Sugar doesn’t just make your taste buds happy. It also releases dopamine in the brain, aka, the “feel-good hormone,” which can create a short-term high and spark energy in the body. Unfortunately, that high is similar to the one people get from doing illegal drugs, with some studies suggesting sugar is as addictive as cocaine.

3. Sugar alcohol is not sugar

With many catching on to the negatives of sugar, health-food manufacturers are switching to using sugar alcohol instead. But is it really better? The jury is still out.

Sugar alcohols, also called polyols, are carbohydrates whose structure resembles both sugars and alcohol. They’re found naturally in some fruits and vegetables, such as plums, strawberries, and avocado, and also made by processing regular sugars.

The biggest thing is they activate the same sweet receptors on your tongue to improve the taste. Still, they’re not as efficiently absorbed or digested as regular sugar and therefore contain fewer calories and create less of a blood-sugar spike.

4. It’s not all bad

Like anything, it’s easier to paint with a broad brush and say all sugar is bad. That’s not entirely true, though.

Sugar is naturally found in many foods, particularly fruits, and fruits can be quite healthy for you in moderation. The reason is in eating a piece of fruit, you’re not only consuming sugar (in the form of fructose) but also fiber, vitamins, minerals, and phytonutrients.

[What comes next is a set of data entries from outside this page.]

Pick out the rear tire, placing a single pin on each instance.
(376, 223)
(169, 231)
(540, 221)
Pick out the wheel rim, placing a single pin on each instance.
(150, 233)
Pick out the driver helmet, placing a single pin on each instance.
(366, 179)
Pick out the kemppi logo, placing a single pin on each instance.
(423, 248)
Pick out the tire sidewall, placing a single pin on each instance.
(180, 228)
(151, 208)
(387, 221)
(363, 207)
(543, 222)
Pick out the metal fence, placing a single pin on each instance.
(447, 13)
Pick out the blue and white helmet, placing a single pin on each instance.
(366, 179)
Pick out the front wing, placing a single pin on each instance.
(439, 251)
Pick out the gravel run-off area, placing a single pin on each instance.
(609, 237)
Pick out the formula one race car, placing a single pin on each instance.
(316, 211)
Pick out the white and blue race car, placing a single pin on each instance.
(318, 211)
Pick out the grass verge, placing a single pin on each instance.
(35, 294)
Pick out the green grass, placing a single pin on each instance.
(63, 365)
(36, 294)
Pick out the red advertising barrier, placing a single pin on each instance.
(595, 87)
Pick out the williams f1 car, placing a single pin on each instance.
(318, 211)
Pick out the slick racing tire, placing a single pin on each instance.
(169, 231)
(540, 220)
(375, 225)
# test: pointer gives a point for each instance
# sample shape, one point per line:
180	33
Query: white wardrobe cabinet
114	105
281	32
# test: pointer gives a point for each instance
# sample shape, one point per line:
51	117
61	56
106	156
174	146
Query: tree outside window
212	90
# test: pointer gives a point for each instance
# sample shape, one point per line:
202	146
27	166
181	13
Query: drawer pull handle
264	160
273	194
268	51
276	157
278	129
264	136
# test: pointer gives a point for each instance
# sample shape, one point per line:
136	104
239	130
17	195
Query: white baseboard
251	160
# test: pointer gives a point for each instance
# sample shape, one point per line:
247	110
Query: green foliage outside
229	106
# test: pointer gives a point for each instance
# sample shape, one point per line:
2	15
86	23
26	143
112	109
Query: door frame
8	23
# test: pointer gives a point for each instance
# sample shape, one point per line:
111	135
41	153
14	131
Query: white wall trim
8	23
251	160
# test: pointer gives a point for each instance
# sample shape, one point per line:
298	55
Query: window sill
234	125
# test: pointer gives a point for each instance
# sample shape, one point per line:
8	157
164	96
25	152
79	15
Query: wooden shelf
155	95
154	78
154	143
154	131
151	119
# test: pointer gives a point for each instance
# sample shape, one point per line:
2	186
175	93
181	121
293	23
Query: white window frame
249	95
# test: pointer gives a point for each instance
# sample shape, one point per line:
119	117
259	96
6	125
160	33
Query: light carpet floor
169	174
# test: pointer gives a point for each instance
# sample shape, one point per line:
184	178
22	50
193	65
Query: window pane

All of these things help feed the healthy bacteria in your gut so your body can metabolize the sugar found in the fruit without the excessive blood sugar spike. As you may have heard before, sugar is nature’s candy.

Berries are one of the healthiest foods in the world and should be incorporated into a healthy diet. Raspberries, strawberries, and blackberries are all lower in sugar and extremely nutritious.

Watermelon, the most iconic summer fruit, is also a fruit that is lower in sugar, with 1 cup containing under 10 grams of sugar.

It’s the added, refined sugar that you find in processed foods that should be limited.